Mr. Puente was recording video with his cellphone when he caught the attention of an officer, and according to a lawsuit filed this month in federal court, he was pepper-sprayed and handcuffed.

The lawsuit says two members of the Keller Police Department — Blake Shimanek, who at the time was a sergeant, and Officer Ankit Tomer — violated Mr. Puente’s civil rights. Lawyers representing Mr. Puente accuse them of using excessive force, among other claims.

“It’s undeniable that their conduct was horrible,” Scott Palmer, one of the lawyers representing Mr. Puente, said, referring to the officers. “They’re supposed to preserve and protect, and they caused havoc and mayhem.”

A lawyer representing Officers Shimanek and Tomer did not respond to requests for comment on Saturday.

Dillon Puente, 22, was on his way to his great-grandfather’s when he was pulled over by Officer Shimanek for making an improper wide right turn, according to the lawsuit.

Footage from Officer Shimanek’s body camera shows that Dillon Puente was asked to step out of the car and was then handcuffed.

As his son was being questioned, Marco Puente pulled up on the other side of the road and started to record the interaction on his phone from his truck, footage shows. Officer Shimanek yelled at him for obstructing the roadway and threatened him with arrest.

Officer Shimanek then told Officer Tomer, when he arrived, to arrest Mr. Puente. A photo included in the lawsuit shows Officer Shimanek putting Mr. Puente in a headlock. Mr. Puente was then pepper-sprayed, according to video footage, with Officer Tomer removing Mr. Puente’s sunglasses before spraying him a second time.

Mr. Puente repeatedly asked for a towel, but Officer Shimanek replied that Mr. Puente would receive medical attention after being taken to jail. Body camera footage later showed Officer Shimanek wiping himself with a towel taken from the back of his patrol car after refusing one to Mr. Puente.

Mr. Puente was charged with resisting arrest and interference with public duties, his lawyers said. He was released the night he was arrested, and the charges were later dropped.

Dillon Puente, who was placed in a patrol car separate from the one his father was in, was also arrested and taken to jail on charges of making an improper wide right turn. He was later released after paying a fine, Marco Puente’s lawyers said.

The Keller Police Department started an internal investigation that included recommendations from the Police Chief’s Citizen Advisory Council, the mayor of Keller, Armin Mizani, said in a statement released on Wednesday.

Officer Shimanek faced two allegations of misconduct: arresting an individual for an offense that was not committed and making an illegal search, according to a complaint filed with the city.
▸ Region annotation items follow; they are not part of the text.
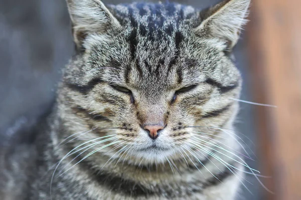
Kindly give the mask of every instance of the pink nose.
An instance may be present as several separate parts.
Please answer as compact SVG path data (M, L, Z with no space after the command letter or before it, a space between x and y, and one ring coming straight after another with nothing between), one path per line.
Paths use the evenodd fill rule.
M149 132L148 132L148 136L152 139L156 139L158 136L158 132L160 130L164 128L164 126L158 125L146 125L143 126L144 130L147 130Z

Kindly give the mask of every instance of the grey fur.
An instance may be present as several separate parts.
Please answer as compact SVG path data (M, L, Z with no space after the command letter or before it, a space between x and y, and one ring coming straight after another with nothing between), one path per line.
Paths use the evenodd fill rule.
M201 12L173 4L67 2L78 54L32 145L2 156L0 195L233 200L244 162L233 134L220 128L233 130L237 112L231 98L239 96L241 80L229 52L249 1ZM156 140L141 128L158 124L165 128ZM93 146L99 137L106 142Z

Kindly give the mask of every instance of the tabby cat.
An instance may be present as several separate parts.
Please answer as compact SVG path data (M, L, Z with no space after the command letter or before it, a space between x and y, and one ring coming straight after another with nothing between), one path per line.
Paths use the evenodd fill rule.
M237 198L254 170L233 130L231 50L249 3L68 0L77 54L32 146L6 161L1 199Z

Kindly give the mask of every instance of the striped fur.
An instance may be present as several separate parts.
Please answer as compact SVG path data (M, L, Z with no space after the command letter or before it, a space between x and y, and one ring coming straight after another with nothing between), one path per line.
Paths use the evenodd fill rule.
M234 200L244 162L225 130L241 78L229 54L249 0L201 12L67 3L78 51L41 136L30 198ZM156 140L142 128L161 124Z

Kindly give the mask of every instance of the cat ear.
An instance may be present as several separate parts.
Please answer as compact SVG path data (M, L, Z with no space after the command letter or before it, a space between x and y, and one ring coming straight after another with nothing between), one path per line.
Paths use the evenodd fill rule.
M78 48L81 48L88 34L103 33L121 26L99 0L67 0L67 2L74 42Z
M225 40L229 50L237 43L247 20L250 0L225 0L200 14L198 34Z

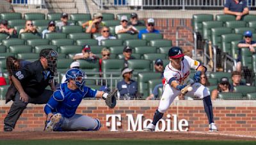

On Sept. 8, the police chief, Brad Fortune, said evidence supported the allegation that Officer Shimanek had arrested Mr. Puente for an offense he did not commit. Officer Shimanek was demoted to officer from his previous rank of sergeant with the opportunity to reapply to the position after one year. Officer Tomer was not disciplined.

Capt. Chad Allen, a police spokesman, said Officer Tomer had “acted accordingly” under orders from Officer Shimanek, who was his supervisor at the time.

Kevin Lawrence, executive director of the Texas Municipal Police Association, which represents more than 30,000 police officers in Texas, said a lawyer with the association was monitoring the lawsuit against Officers Shimanek and Tomer. The group does not represent the Keller Police Department or have a lawyer involved in the litigation. Both officers are members of the association.

“This is one of those cases where I would say you may want to take a step back and not take the pleading at face value,” Mr. Lawrence said about the lawsuit.

Chief Fortune met with Marco Puente two days after his arrest, apologized and said the officers “were in the wrong, not Mr. Puente,” according to the lawsuit.

Mr. Puente said in an interview that he had accepted the chief’s apology as a nice gesture but that he believed more needed to be done to hold the police accountable.

“This is going on everywhere,” Mr. Puente said about police misconduct. “If people keep on brushing it under a rug, it’s going to keep happening.”